MOSAIC provides two evaluation modes designed for reproducibility:

Manual Mode Side-by-side lock-step evaluation with shared seeds. See Operators & Evaluation Modes and Slow Lane (Render View).

Manual Mode: side-by-side comparison where multiple operators step through the same environment with shared seeds, letting researchers visually inspect decision-making differences between paradigms in real time.

Script Mode: Automated batch evaluation with deterministic seed sequences. See IPC Architecture and Runtime Logging.

Script Mode: automated, long-running evaluation driven by Python scripts that define operator configurations, worker assignments, seed sequences, and episode counts. Scripts execute deterministically with no manual intervention, producing reproducible telemetry logs (JSONL) for every step and episode.

All evaluation runs share identical conditions: same environment seeds, same observations, and unified telemetry. Script Mode additionally supports procedural seeds (different seed per episode to test generalization) and fixed seeds (same seed every episode to isolate agent behaviour), with configurable step pacing for visual inspection or headless batch execution.

GitHub: https://github.com/Abdulhamid97Mousa/MOSAIC

Why MOSAIC?¶

Today’s AI landscape offers powerful but fragmented tools: RL frameworks (CleanRL, RLlib, XuanCe), language models (GPT, Claude), and robotics simulators (MuJoCo). Each excels in isolation, but no platform bridges them together under a unified, visual-first interface.

MOSAIC provides:

Visual-First Design: Configure experiments through an intuitive PyQt6 interface, Almost no code required.
Heterogeneous Agent Mixing: Deploy Human(Agent), RL, and LLM agents in the same environment
Resource Management & Quotas: GPU allocation, queue limits, credit-based backpressure, health monitoring.
Per-Agent Policy Binding: Route each agent to different workers via PolicyMappingService.
Worker Lifecycle Orchestration: Subprocess management with heartbeat monitoring and graceful termination.
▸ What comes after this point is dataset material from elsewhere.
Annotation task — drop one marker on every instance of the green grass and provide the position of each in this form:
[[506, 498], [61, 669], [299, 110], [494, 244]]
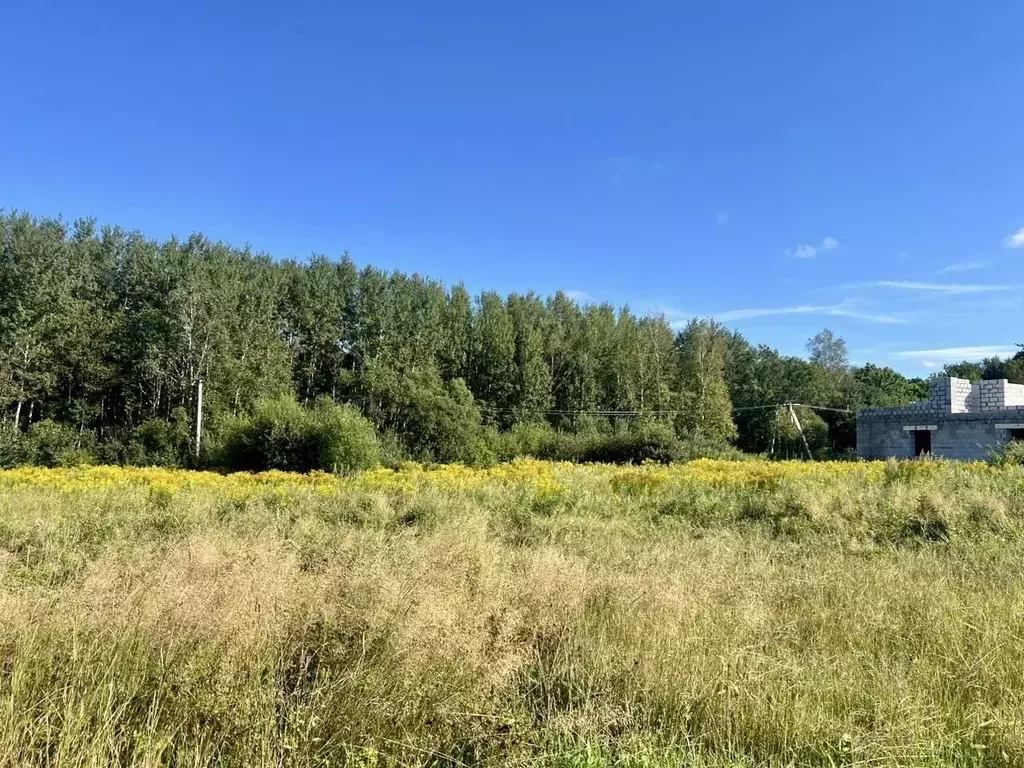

Human vs Human: Two human players competing via dedicated USB keyboards. See Human Control and Multi-Keyboard Support (Evdev).

Random Agents: Baseline agents across 26 environment families. See MOSAIC Random Worker and Supported Environments.

Heterogeneous Multi-Agent Ad-Hoc Teamwork in Adversarial Settings: Different decision-making paradigms (RL, LLM, Random) competing head-to-head in the same multi-agent environment. See Heterogeneous Decision-Maker.

Homogeneous Teams: Random vs LLM: Two homogeneous teams (all-Random vs all-LLM) competing in the same multi-agent environment. See Homogeneous Decision-Makers.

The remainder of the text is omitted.